The error signal between the SP and the quantized and decoded LSP is scalar quantized. Here, the vector quantization codebook is constructed by training a codebook consisting of 2B types of code vectors (B is the number of bits for spectral parameter quantization) against a large amount of spectral parameter database. . The codebook training method is, for example, “An
Algorithm for Vector Q
A paper entitled ``Antification Design'' (IEEE Trans, C0M-28, pp. 84
-95°1980) (Reference 4), etc.

４．８ｋｂ／ｓ以下の音声符号化方式を実現するために
は、スペクトルパラメータ量子化による歪を聴覚的な知
覚限以下におさえながら、スペクトルパラメータの量子
化ビット数をフレーム当り２ｏビツト以下に低減する必
要がある。このためには従来の方式では不十分で、量子
化ピント数を２０ビツト以下に低減すると、音質は大き
く劣化していた。In order to realize an audio encoding system of 4.8 kb/s or less, the number of quantized bits of spectral parameters must be reduced to 20 bits or less per frame while keeping the distortion caused by spectral parameter quantization below the auditory perceptible limit.
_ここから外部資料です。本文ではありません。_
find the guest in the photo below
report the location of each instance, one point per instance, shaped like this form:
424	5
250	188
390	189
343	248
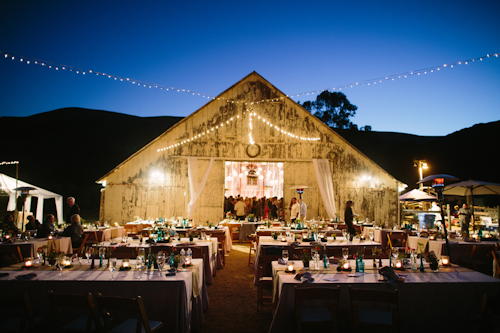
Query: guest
47	227
33	224
74	230
239	209
294	210
348	216
303	210
8	225
464	214
73	209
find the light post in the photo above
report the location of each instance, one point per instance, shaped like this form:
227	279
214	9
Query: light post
420	164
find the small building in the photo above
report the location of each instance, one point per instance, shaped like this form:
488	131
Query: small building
251	140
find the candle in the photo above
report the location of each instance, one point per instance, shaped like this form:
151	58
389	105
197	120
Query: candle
28	262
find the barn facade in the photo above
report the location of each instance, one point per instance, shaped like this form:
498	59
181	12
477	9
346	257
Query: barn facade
251	139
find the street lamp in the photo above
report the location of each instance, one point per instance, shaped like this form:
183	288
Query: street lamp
420	164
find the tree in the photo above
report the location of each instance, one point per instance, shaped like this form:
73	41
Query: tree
333	108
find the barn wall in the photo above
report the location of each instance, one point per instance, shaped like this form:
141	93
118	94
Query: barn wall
132	192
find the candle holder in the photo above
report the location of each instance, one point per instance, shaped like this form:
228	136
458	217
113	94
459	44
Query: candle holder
28	262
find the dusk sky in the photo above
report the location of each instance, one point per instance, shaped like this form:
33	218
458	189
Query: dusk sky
207	46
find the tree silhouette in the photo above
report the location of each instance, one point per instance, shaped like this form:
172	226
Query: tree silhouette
333	108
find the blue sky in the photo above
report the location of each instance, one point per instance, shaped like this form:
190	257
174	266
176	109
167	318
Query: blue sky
298	46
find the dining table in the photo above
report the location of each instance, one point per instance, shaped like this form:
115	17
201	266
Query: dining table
446	300
269	243
209	250
29	248
179	300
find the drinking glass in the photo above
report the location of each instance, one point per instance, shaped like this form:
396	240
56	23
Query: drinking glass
285	255
345	253
112	266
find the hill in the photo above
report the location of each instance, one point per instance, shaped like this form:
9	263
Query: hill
66	150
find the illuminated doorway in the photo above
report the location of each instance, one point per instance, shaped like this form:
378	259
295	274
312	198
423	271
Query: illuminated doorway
254	179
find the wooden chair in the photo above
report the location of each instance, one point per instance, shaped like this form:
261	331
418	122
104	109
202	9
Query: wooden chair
265	278
120	314
76	313
16	314
397	239
316	307
366	305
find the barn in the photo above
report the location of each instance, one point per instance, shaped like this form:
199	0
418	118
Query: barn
250	140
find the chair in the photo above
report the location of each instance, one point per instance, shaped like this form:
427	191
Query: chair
16	314
367	305
397	239
120	313
316	307
75	313
265	278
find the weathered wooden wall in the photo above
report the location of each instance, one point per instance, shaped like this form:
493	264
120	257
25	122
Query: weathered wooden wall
131	191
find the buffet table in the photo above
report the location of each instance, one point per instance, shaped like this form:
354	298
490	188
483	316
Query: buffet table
178	301
443	301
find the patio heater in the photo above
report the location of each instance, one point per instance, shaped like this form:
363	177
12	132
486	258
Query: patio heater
438	182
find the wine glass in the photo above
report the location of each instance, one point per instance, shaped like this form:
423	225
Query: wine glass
112	266
160	261
345	253
285	255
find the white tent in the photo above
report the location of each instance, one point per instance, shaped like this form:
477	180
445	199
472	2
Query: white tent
8	185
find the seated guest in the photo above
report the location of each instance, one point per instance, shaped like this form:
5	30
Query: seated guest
33	224
8	225
47	227
74	230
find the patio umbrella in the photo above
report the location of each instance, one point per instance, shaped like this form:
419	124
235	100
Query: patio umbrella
417	195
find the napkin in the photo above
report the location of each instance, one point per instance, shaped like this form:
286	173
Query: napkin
26	276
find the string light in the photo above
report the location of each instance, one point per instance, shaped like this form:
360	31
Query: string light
140	83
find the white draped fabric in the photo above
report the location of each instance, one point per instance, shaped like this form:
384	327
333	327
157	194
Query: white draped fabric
8	185
325	184
194	188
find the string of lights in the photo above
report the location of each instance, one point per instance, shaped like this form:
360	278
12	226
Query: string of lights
250	137
141	83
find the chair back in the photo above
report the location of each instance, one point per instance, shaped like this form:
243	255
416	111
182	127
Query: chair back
318	304
367	305
122	309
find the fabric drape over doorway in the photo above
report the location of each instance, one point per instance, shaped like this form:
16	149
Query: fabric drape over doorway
194	188
325	184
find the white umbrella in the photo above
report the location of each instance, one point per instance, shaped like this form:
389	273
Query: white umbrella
416	195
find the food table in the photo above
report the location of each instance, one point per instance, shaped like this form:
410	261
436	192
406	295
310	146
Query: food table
29	248
443	301
340	242
209	250
178	301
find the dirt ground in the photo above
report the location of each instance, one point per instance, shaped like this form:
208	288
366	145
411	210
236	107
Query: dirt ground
233	298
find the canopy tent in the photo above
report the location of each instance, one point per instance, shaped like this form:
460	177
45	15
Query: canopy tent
8	185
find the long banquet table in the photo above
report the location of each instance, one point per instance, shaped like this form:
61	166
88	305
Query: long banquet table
178	301
340	242
209	249
443	301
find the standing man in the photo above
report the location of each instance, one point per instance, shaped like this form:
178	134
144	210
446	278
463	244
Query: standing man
295	210
303	210
73	209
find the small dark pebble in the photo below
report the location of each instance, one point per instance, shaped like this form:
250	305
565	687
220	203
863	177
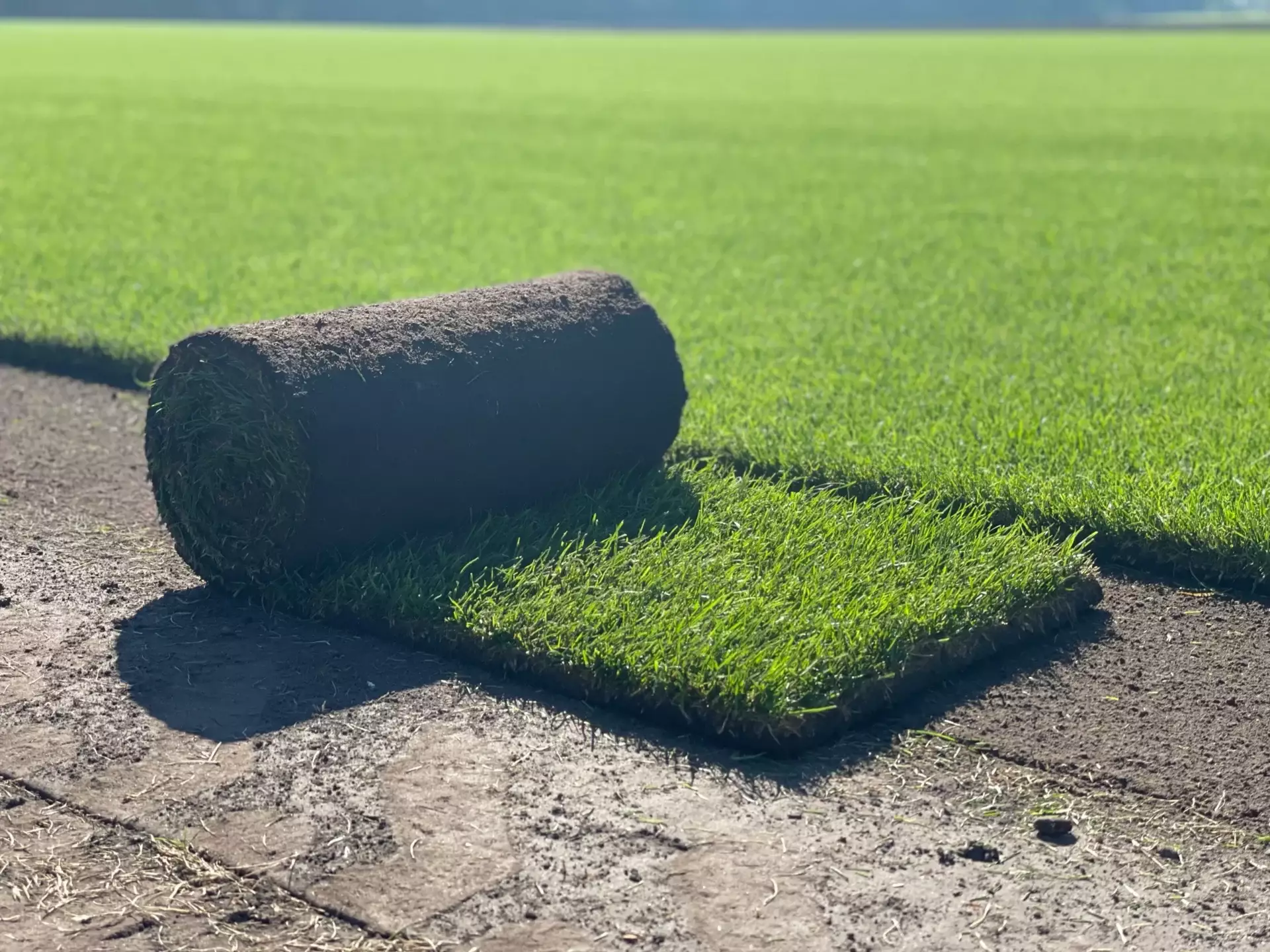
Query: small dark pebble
1052	826
980	853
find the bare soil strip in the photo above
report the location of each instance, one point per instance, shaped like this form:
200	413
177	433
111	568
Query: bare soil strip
287	783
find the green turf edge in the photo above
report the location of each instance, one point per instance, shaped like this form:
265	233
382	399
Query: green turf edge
1171	556
926	666
85	362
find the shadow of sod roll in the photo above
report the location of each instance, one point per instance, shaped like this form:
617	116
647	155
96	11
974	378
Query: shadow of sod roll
271	444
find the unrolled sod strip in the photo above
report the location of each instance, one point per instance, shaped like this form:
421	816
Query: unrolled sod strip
271	444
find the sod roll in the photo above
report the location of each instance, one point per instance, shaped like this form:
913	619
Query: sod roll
272	444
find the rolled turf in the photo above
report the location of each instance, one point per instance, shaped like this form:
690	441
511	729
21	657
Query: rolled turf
275	442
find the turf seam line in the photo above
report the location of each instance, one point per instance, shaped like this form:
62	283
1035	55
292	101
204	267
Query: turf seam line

There is a need to. Conventional methods were insufficient for this purpose, and when the number of quantization points was reduced to 20 bits or less, the sound quality deteriorated significantly.

本発明の目的は、上述した問題点を解決し、比較的少な
い演算量及びメモリ量により、４．８ｋｂ／ｓ以下で音
質が良好な音声信号符号化方式を提供することにある。SUMMARY OF THE INVENTION An object of the present invention is to solve the above-mentioned problems and provide an audio signal encoding method that achieves good sound quality at 4.8 kb/s or less with a relatively small amount of calculation and memory.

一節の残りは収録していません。